LaLonde retained Taylor English to represent him in drawing up an operating agreement under which PBM would provide $5 million in funding in return for two-thirds interest in the company, Zephyr Labs, renamed Deshum Medical after it launched.

LaLonde contributed his invention, patents and related assets in return for an agreed-upon value of $2.1 million, made up of $350,000 in cash and a one-third interest in the company.

Among the terms of the agreement was a stipulation that the company could be dissolved by a majority vote of the shareholders.

LaLonde worked with the Food and Drug Administration to secure clearance to proceed, but, according to PBM’s subsequent accounts, he had misled the company and its president and CEO Paul Manning about how far along he was in its design and about its ability to work as promised.

In 2013, PBM pulled the plug and fired LaLonde. Later that year, PBM sued in Lalonde in state and federal court in Virginia, asserting that he’d misrepresented his device to defraud the investment company of millions of dollars.

A few months later, the parties settled their dispute, with LaLonde accepting $310,000 and agreeing not to sue PBM.

In 2015, LaLonde sued Taylor English, Trotter and another lawyer, Aaron Kowan, who is no longer with the firm.

The complaint said Taylor English breached the standard of care by drafting an agreement that allowed Deshum to be dissolved without LaLonde’s consent.

In addition to costing him his equity in Zephyr/Deshum, LaLonde’s complaint said PBM had gone on to sell his device to another company and reap millions of dollars in profits.

Three court-ordered mediations, including one in March, failed to resolve the case. Last month, Kowan was dismissed with LaLonde’s consent.

Trial was to begin May 7 when Schwall entered his order on April 18 dismissing the case.

Schwall said LaLonde had testified after the vote to dissolve the company that Deshum would have faced dissolution in any case, since PBM’s original funding had been exhausted.

LaLonde said there was no evidence that PBM would have offered him a better deal than the one he signed off on.

In any case, Schwall said that, by accepting the settlement in 2013, LaLonde severed any claim for causation he might have made against Taylor English.

LaLonde, the order said, “was paid for his interest in Deshum. If he believed he was not getting the value of Deshum’s corporate opportunities, he had the litigation to pursue that claim. He could have, but did not utilize the process that was available, choosing instead to settle.”

Lamar said the order added to the unfairness of his client’s treatment.

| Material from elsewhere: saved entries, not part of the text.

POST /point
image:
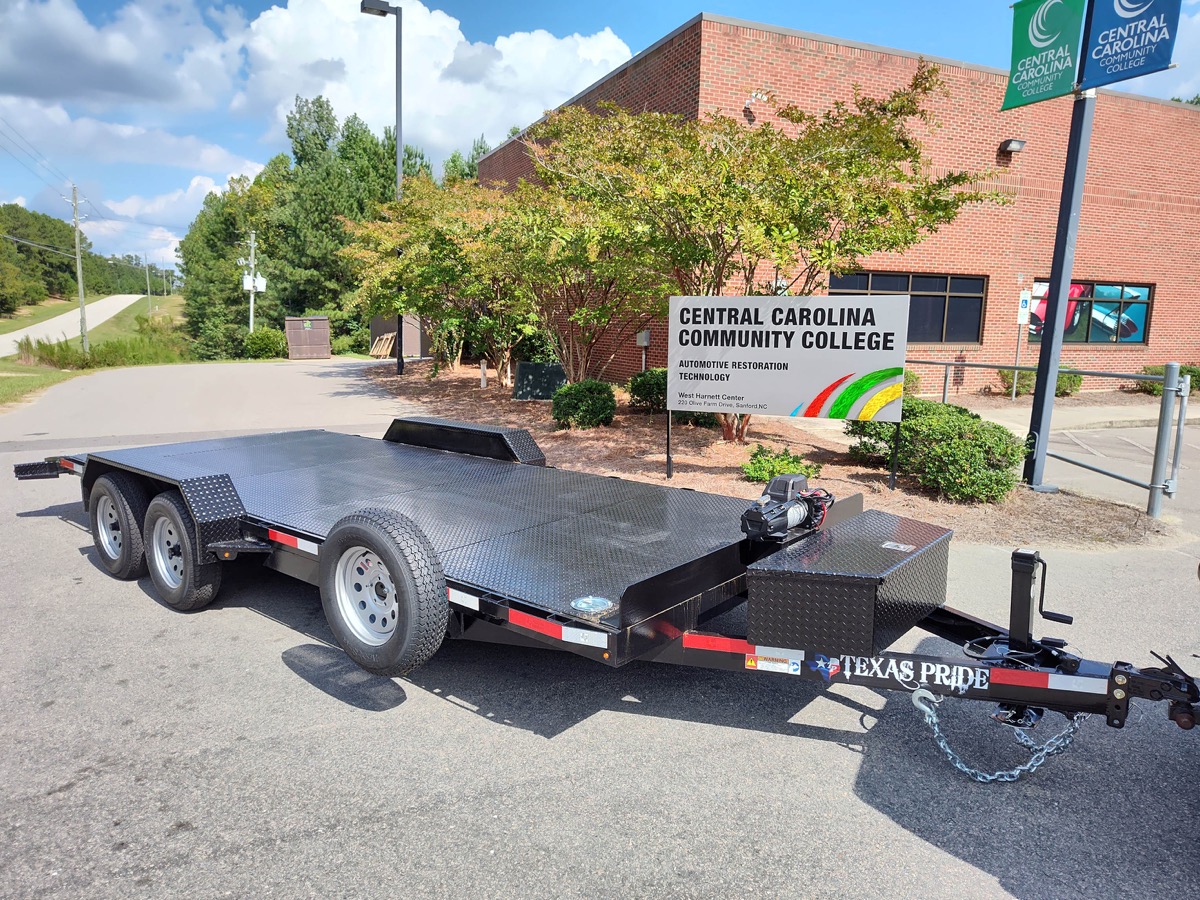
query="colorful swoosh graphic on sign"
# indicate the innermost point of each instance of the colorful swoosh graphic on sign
(814, 408)
(881, 400)
(850, 396)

“Mr. Lalonde invented a breakthrough medical device and paid the defendants $68,000 for one simple purpose,” he said—to protect him from having the investor “stealing” his invention and interest in the company.

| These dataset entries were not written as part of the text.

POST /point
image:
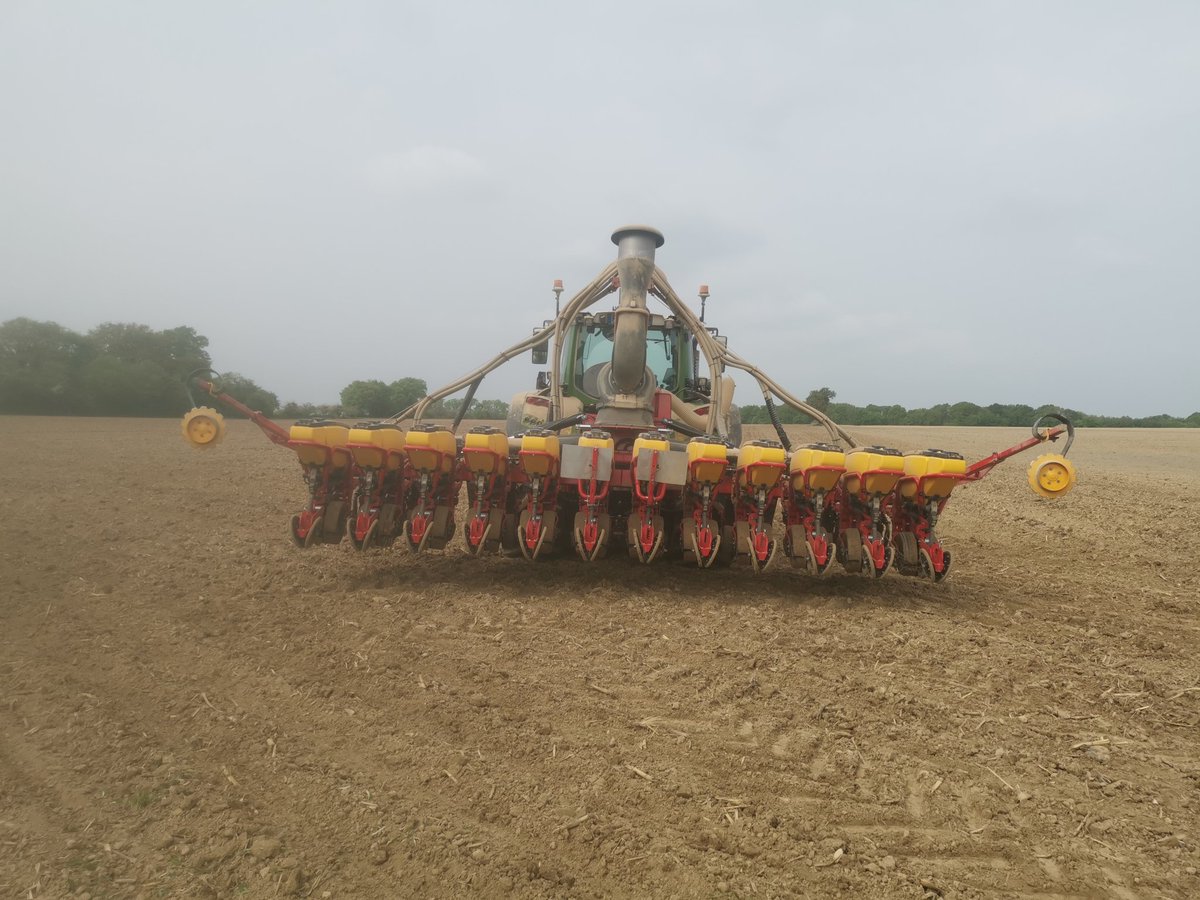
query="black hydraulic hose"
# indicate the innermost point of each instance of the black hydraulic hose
(1057, 418)
(466, 403)
(565, 423)
(683, 429)
(774, 420)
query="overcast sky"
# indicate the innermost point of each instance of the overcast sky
(907, 202)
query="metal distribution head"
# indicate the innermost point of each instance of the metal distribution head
(627, 387)
(636, 240)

“Defendants failed miserably and, just as Mr. Lalonde feared, without the legal protections he paid Mr. Trotter to provide, the investor stole the company just before the product was launched and made at least $75 million in profits—a third of which were due Mr. Lalonde.”

Maine, the defense lawyer, responded, “We’re very pleased that Taylor English and Mike Trotter were vindicated.

She added that it was particularly gratifying to represent Trotter, who joined the State Bar of Georgia in 1961 and was presented with a Daily Report “Lifetime Achievement Award” in 2016.

“It was a real privilege to work with Mike Trotter,” said Maine. Favorably concluding the litigation on his behalf was “the most meaningful part of receiving the judgment.”